File bulk_extractor-1.3.1.zip contains the source code for bulk_extractor v1.3.1. bulk_extractor is a C++ program that scans a disk image, a file, or a directory of files and extracts useful information without parsing the file system or file system structures. bulk_extractor is typically downloaded on a Fedora system and compiled or cross-compiled to Linux, Mac, or Windows using autotools. Please see https://github.com/simsong/bulk_extractor/wiki/Introducing-bulk_extractor.
BEViewer.jar is an executable bulk_extractor viewer user interface.
Bulk Extractor Viewer (BEViewer) provides a graphical user interface for browsing features that have been extracted via the bulk extractor feature extraction tool. Please see https://github.com/simsong/bulk_extractor/wiki/BEViewer.
be_installer-1.3.exe is a Windows installer for installing bulk_extractor and BEViewer v1.3 on a Windows system.

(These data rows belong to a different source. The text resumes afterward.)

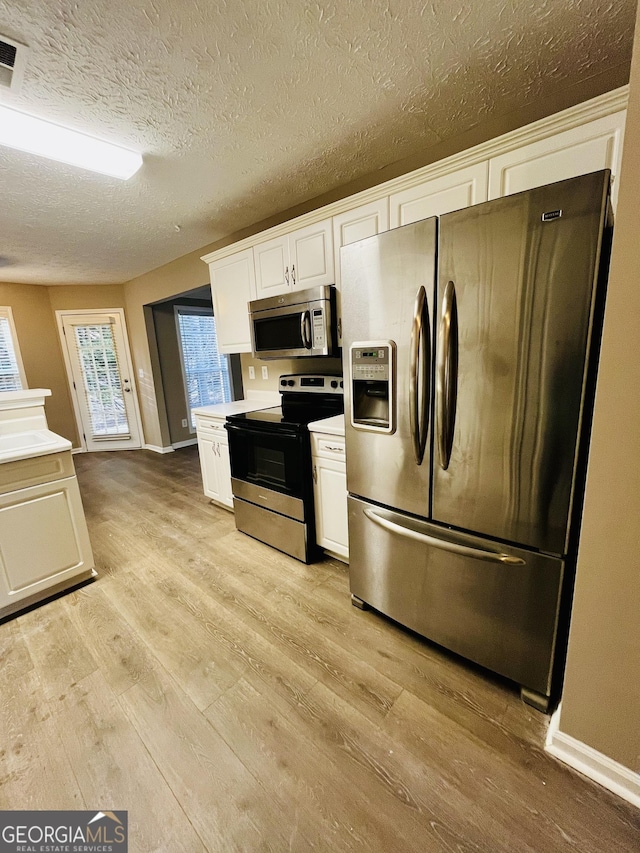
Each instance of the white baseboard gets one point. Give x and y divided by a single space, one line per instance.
593 764
187 443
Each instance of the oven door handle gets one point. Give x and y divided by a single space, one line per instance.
246 430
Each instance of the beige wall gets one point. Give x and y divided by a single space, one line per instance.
601 699
41 353
34 308
76 297
277 367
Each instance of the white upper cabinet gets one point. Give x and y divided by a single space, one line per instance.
437 196
358 224
311 254
272 267
233 285
303 258
588 148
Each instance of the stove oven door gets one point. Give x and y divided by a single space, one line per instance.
272 490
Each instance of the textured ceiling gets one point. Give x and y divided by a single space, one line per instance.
247 107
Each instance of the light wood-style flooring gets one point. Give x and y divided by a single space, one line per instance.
232 699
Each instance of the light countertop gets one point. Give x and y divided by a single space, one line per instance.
23 445
330 426
238 407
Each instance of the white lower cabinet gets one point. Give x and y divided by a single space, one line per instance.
45 543
213 447
330 494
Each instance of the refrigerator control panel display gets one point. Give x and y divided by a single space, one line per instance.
373 386
370 363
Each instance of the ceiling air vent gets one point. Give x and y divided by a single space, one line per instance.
12 59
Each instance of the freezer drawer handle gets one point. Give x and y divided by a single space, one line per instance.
420 369
447 373
443 544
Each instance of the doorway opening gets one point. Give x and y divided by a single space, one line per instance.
188 370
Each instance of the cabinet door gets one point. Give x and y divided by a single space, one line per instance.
272 267
588 148
209 467
224 475
233 285
44 539
438 196
358 224
311 253
330 494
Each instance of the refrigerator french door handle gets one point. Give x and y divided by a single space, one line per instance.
442 544
305 323
418 405
447 374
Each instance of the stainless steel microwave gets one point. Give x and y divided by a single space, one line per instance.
294 325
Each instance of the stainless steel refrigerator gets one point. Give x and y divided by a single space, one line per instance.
470 346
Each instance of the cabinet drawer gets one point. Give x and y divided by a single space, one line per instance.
208 428
329 446
35 470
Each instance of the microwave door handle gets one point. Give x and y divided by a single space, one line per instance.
305 323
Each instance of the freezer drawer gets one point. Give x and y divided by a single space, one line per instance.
495 605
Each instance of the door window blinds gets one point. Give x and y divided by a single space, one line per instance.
12 376
101 379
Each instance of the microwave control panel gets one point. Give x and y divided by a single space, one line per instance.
318 328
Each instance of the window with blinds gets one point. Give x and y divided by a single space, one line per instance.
206 371
12 376
101 379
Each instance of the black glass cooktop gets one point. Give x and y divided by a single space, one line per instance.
293 415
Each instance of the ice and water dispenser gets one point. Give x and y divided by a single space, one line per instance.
373 386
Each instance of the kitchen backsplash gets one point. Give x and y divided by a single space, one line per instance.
278 367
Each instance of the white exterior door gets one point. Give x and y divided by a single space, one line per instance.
101 379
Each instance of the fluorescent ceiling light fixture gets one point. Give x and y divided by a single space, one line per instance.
27 133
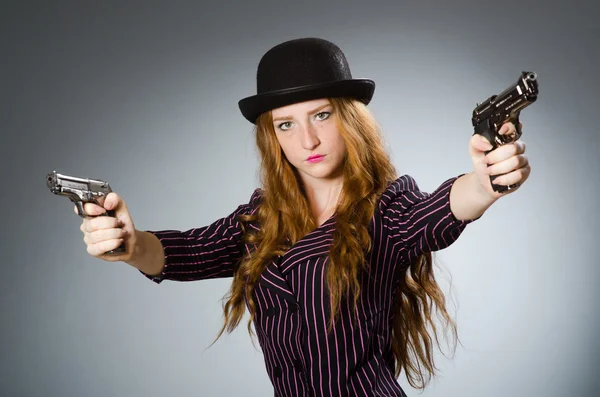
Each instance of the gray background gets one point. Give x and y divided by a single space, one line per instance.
144 95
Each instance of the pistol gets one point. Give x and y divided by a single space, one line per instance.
489 116
81 191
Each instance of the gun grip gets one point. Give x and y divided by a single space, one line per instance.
487 131
121 248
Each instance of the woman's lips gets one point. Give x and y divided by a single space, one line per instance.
315 159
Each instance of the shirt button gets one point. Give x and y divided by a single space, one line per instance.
270 311
298 365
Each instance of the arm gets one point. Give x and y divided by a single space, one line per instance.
418 222
196 254
149 255
468 199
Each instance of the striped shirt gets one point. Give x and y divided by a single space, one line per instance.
292 304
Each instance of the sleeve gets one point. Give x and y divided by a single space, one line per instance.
204 253
419 222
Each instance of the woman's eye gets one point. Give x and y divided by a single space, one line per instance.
284 126
323 115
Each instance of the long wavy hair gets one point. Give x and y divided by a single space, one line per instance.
285 213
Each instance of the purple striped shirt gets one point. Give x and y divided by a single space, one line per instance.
291 296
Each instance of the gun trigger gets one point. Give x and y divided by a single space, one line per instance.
80 210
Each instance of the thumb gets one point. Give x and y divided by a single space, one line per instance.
112 201
480 143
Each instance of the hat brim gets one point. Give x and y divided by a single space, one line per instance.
251 107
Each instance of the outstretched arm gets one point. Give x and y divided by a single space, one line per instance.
472 194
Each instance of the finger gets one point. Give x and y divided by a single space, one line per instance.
508 165
521 146
103 235
514 177
506 127
101 248
113 201
101 222
501 153
478 144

bulk_extractor.pdf, “Digital media triage with bulk data analysis and bulk-extractor,” discusses how the bulk_extractor tool is effective in providing bulk data analysis.
2012-08-08 bulk_extractor Tutorial.pdf describes how to use the BEViewer tool. Although some of the parameters for running bulk_extractor have changed, the majority of the tutorial remains current..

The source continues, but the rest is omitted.